Na minha publicação anterior sob o tem «Que medidas adoptar para o crescimento da economia angolana?» enumerei algumas medidas a serem aplicadas, mas nunca é demais reforçar que para sairmos do buraco onde nos encontramos devemos apoiar a coragem e iniciativa do Presidente da República em tentar fazer diferente, só erra quem tenta, e é mais fácil seguir o curso do rio do que remar contra mare, mesmo sendo essa a direção certa. Não penso que a nova administração deve ser isolada de críticas, mas mais importante do que criticas é apontar solução quando não concordamos com a medida adoptada (como o Dr. William Tonet fez), e não buscar culpados. Angola corria um risco sério, de ter no actual presidente, um continuador da filosofia de governação que norteou o país durante anos, por isso, só por tentar fazer melhor, ainda que fracasse JLO entrará na história por isso. Tentar inverter um sistema de 30 anos, em 2 anos, não é uma tarefa para qualquer um, e é um percurso repleto de armadilhas e erros, certamente não é uma tarefa que esperávamos ser levada a cabo por JLO uma vez que também foi parte do mesmo partido, mas tem mérito JLO por tentar corrigir a historia do pais e o tempo o julgará, creio que positivamente.

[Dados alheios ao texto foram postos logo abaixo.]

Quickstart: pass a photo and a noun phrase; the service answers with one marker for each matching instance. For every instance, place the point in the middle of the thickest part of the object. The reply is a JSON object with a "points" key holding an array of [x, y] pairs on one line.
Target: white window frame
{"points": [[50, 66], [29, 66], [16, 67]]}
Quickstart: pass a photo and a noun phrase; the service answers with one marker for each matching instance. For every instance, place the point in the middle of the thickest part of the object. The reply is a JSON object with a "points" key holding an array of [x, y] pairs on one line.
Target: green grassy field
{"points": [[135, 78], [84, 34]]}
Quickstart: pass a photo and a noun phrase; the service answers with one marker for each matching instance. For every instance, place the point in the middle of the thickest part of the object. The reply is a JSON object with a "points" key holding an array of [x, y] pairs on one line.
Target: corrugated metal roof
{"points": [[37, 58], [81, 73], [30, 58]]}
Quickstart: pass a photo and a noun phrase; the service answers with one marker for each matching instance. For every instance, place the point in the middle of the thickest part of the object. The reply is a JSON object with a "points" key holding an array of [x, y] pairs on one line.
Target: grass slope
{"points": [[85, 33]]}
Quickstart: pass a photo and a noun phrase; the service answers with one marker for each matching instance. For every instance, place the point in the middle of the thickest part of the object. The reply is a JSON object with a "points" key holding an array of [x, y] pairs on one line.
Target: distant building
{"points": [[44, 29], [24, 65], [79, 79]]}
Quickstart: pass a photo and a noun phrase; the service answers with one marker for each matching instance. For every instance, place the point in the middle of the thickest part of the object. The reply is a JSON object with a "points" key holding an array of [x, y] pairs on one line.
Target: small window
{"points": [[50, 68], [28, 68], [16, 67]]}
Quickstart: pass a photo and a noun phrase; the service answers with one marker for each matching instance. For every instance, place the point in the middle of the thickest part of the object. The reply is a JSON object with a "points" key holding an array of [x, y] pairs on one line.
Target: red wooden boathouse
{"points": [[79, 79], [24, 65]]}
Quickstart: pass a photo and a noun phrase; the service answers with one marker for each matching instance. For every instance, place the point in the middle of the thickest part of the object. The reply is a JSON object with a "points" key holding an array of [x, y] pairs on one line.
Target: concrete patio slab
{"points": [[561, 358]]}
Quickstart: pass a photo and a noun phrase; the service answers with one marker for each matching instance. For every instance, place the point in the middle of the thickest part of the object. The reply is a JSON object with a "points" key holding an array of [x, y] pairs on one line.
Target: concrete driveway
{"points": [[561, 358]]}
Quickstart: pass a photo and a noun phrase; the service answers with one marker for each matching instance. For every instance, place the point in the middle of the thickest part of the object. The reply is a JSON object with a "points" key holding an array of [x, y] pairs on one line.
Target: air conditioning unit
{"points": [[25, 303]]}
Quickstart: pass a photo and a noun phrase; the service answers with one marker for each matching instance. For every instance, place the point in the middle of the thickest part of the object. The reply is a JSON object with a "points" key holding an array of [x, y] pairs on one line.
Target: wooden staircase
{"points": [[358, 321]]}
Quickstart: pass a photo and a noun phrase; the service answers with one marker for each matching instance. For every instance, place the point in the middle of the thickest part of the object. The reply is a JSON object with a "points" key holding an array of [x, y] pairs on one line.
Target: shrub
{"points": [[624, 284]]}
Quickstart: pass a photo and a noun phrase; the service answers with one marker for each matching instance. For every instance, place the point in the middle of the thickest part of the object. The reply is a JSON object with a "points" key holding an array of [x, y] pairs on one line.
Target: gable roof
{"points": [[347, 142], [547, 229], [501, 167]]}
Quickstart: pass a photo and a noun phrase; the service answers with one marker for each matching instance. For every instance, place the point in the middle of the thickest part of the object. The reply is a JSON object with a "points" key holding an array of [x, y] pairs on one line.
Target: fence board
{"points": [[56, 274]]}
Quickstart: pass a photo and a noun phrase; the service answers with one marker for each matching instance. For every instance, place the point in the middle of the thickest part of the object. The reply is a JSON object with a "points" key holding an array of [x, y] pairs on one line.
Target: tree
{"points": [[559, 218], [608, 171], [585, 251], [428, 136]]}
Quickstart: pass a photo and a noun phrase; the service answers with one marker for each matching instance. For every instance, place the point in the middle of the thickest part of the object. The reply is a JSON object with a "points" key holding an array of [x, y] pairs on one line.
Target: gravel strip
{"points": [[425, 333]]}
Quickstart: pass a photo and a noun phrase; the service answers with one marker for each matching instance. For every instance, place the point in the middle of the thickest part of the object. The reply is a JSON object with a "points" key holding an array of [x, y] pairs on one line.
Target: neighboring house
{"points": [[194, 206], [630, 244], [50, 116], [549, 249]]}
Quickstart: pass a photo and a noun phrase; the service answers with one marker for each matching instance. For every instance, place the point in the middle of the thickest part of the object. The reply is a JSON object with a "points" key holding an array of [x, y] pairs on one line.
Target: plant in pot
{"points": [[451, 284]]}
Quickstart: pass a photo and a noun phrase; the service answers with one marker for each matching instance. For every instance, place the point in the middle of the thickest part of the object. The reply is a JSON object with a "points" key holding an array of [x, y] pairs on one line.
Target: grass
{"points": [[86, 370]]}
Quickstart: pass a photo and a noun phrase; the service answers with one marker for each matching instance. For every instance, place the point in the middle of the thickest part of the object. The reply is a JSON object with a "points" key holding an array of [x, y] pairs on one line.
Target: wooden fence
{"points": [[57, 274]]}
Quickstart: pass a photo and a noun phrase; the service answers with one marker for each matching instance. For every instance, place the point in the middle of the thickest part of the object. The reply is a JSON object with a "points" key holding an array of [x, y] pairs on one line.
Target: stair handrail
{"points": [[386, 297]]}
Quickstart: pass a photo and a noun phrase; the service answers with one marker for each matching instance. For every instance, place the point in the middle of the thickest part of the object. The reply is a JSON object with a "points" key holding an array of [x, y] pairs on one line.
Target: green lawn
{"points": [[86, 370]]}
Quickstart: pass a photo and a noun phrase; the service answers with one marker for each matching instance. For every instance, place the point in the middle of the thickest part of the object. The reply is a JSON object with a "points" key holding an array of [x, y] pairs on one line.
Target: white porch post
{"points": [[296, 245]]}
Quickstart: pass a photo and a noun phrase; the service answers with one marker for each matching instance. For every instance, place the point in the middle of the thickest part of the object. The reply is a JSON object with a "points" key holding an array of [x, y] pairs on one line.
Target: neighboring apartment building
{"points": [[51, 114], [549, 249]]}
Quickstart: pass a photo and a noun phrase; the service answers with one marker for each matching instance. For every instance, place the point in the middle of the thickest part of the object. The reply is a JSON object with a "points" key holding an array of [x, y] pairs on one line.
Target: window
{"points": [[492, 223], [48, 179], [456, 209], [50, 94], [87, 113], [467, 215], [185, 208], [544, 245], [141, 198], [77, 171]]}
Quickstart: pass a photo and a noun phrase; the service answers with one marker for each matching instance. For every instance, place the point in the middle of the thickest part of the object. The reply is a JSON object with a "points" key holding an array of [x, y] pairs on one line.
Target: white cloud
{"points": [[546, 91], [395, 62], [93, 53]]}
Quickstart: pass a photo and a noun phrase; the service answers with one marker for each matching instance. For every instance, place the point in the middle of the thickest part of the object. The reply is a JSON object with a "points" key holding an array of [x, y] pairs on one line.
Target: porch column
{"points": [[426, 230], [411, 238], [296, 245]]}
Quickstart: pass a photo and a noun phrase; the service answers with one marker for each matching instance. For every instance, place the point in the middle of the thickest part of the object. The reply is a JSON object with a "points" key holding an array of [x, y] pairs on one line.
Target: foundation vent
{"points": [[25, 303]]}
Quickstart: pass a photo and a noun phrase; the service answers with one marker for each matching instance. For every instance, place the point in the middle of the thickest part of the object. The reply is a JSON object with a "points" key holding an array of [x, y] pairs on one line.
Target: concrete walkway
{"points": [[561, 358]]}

A solução do país passa pela industrialização, passa por deixarmos de ser um país exportador de matéria prima, para exportador de produtos acabados. A Indústria é o sector económico que emprega, o que quer dizer que com a industrialização vem o emprego, e com o emprego melhores condições de vida. Para industrializarmos o país, temos de ter infraestruturas básicas (água, energia e estradas), para estas infraestrutura (embora muito investimento foi feito nos últimos anos e vem sendo feito) precisamos de mais empréstimos, e empresários interessados a investirem em Angola, para esses empréstimos serem concedidos e os empresários estrangeiros investirem na nossa economia, precisamos recuperar a nossa atractividade. No final do dia, é o que todos angolanos queremos, a grande questão é: se estas medidas são as mais adequadas? Nem todas, outras poderiam ser aceleradas e outras, porém poderiam ser diferentes. Como a entrada em vigor do IVA, talvez o valor inicial poderia estar abaixo dos 10%, talvez agora deveríamos certamente reduzir o imposto industrial, já que queremos atrair investimento e criar mais empregos.


Não acredito que JLO, esteja sentado encima de financiamentos chineses e se recusa aceitá-los, a favor da situação actual e em detrimento da sua popularidade. Não acredito que JLO tendo conhecimento de um caminho mais fácil, tenha optado por essas medidas severas, com objectivo de penalizar a população. Assim como não acredito que JLO, não tem noção do que faz e aceita desenfreadamente toda proposta feita pelo FMI, ainda acho prematuro para julgar, até porque muitos são os indicadores de que caminhamos na direção certa. Estaria mais preocupado se estas medidas fossem propostas pela China, envés do FMI. Todos queremos o melhor, e tenho a certeza de que chegaremos lá, até descobrirmos o melhor caminho para este objectivo comum – haja calma e tranquilidade.